Türk futbolu ve kulüplerimiz asla ayaklarını yorganlarına göre uzatmıyorlar. Kabul edilemez, karşılığı olmayan büyük paralar ödüyorlar. Kulüplerin gelirleri belli. Bu paraları kim veriyor, hangi sponsorlar veriyor belli değil. ‘Adı açıklanmayan sponsor’ lafı hayatın olağan akışına aykırı bir laf. Tüm sponsorlar isimlerinin açıklanmasını isterler, toplum tarafından markalarının duyulmasını isterler, reklam yapmak isterler ama ismi açıklanmayan sponsor lafı, insanın aklına bin bir şey getiriyor. Zaten kulüplerimiz yıllardır özelikle büyük kulüplerimiz, büyük paralar harcamalarına rağmen Avrupa’da başarı sıfır. Norveç’in Bodo/Glimt, İsveç’in Djurgarden takımları, bizim takımların 10’da bir bütçesiyle Avrupa kupalarında yarı final oynadılar. TFF’nin ve maliyenin denetimi şart. Herkes harcadığı paranın kaynağını resmi olarak açıklamak ve kanıtlamak zorunda.
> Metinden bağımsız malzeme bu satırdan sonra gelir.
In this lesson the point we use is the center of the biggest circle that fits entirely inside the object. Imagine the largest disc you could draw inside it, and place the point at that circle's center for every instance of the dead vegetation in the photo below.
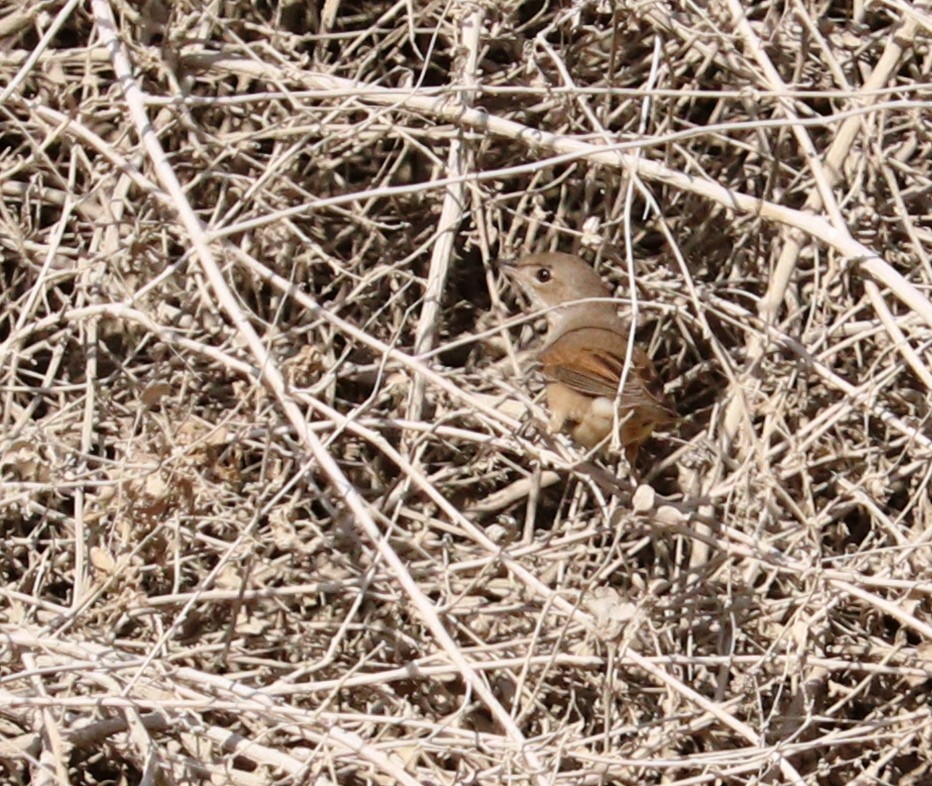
(276, 501)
F.BAHÇE’DE EN BÜYÜK SORUN MOURİNHO
Fenerbahçe bu sezon transferde ağır gidiyor ama önemli oyuncuları alıyor. Duran transferini yaptılar, Asensio sırada ve daha takıma takviyeler olacak. Nasıl buluyorsunuz yol haritasını?
Sağlıksız bulmuyorum. Önemli olan hangi kalitede, hangi kariyerde alırsanız alın, oyuncunun takıma adapte olması gerek. F.Bahçe’ye nice ünlü futbolcular geldi. Adapte olamayıp başarısız oldular. Yılar önce Ortega geldi, aynı şekilde. Bana göre F.Bahçe’de asıl sorun, Jose Mourinho. O hâlâ geçmişte yaşıyor. Hayatı boyunca çok ama çok iyi oyuncularla çalıştı. Geçen yılki performansı koskoca bir sıfır. Bakalım bu sene ne yapacak?
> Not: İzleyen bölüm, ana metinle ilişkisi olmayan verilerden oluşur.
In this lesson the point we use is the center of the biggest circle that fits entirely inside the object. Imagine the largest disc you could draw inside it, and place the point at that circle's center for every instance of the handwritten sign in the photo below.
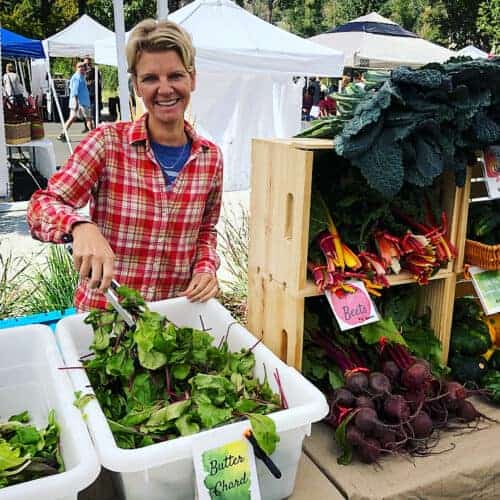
(353, 309)
(487, 286)
(491, 171)
(226, 471)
OSİMHEN’E SERVET VERME HAKKINIZ YOK
Biliyorsunuz Galatasaray 45 gündür Osimhen transferi ile yatıp kalkıyor. Son gelinen noktada Napoli, Galatasaray’dan teminat istiyor. 75 milyon Euro çok büyük bir rakam. İtalyan kulübü daha önce Galatasaray’dan paralarını alamadıkları için bu yola başvuruyor. Bu iş nereye varır? Transfer olur ya da olmaz, sonuç itibari ile nasıl bir tablo görüyorsunuz?
Hiçbir Türk kulübünün bir futbolcuya 75 milyon Euro bonservis verme hakkı ve gücü yoktur. 75 milyon Euro verdiniz ama buna rağmen almakta zorlanıyorsunuz. Napoli fark etti ki G.Saray, Osimhen’i mutlak ama mutlak alacak. Bu durumda da kırk dereden su getirmeye başladılar. Banka teminatı istemelerinde Napoli’yi haklı buluyorum. Protokoldeki tarihte G.Saray ödeme yapmazsa, Napoli bankadan çat diye parasını alacak. Fakat asıl tartışılması gereken olay şu; G.Saray Bankalar Birliği’ne bağlıyken hangi bankadan, ne şekilde teminat alacak ya da alabilecek mi bunu bilmiyorum.

OKAN BURUK ÇOK HAKLI
Okan Buruk, Hakan Çalhanoğlu ile ilgilenmediklerini, her şeyin Nijeryalı futbolcuya endeksli olduğunu söyledi. Bu sözler için yorumunuz nedir? Yani bir futbolcu için bütün Galatasaray Kulübü bekliyor mu?
Bence Okan Buruk haklı. Osimhen geçen seneki G.Saray’ın şampiyonluğunun baş mimarı. Osimhen’e endekslenmek bir zorunluluk. Osimhen’i aldığınızda transfer politikanız farklı olur, alamadığınızda ise bu sefer başta kaleci olmak üzere diğer bazı mevkilere daha fazla para harcayabilirsiniz.

BEŞİKTAŞ YARIŞTA OLUR
Beşiktaş transferin flaş takımı oldu. Orkun Kökçü hamlesi adeta büyük bir sürprizle karşılandı. Milli Takım’ın yıldızı, 30 milyon Euro gibi bir rakamla Beşiktaş’a geldi. Önce kiralık, sonra bonservisi alınacak. Psikolojik olarak bu durum Beşiktaş’a neler kazandırır?
Beşiktaş’ın bu tür hamlelere ihtiyacı vardı. Camia çökmüş, kulüp kasası soyulmuş, üç kuruşluk oyunculara milyonlarca Euro peşkeş çekilmiş bir durumdaydı. Serdal Adalı akıllı bir adam. Çok iyi transferler yaptı, Orkun ise bunların başında geliyor. Ama yukarıda da belirttiğim gibi, iyi ve isimli transferler yapmak başka bir şey, bu transferlerin takıma, camiaya ve Türkiye’ye uyum sağlamaları başka bir şey. Ayrıca şunu söyleyeyim, bir lig yarışında Beşiktaş ya da Trabzonspor olmadığı vakit tuzsuz çorba içmek gibi hissediliyor. Geçen yıl, sezonun üçüncü, dördüncü haftasından itibaren G.Saray ya da F.Bahçe’nin şampiyon olacağı ortaya çıktı. Bu sene öyle olmaması lazım.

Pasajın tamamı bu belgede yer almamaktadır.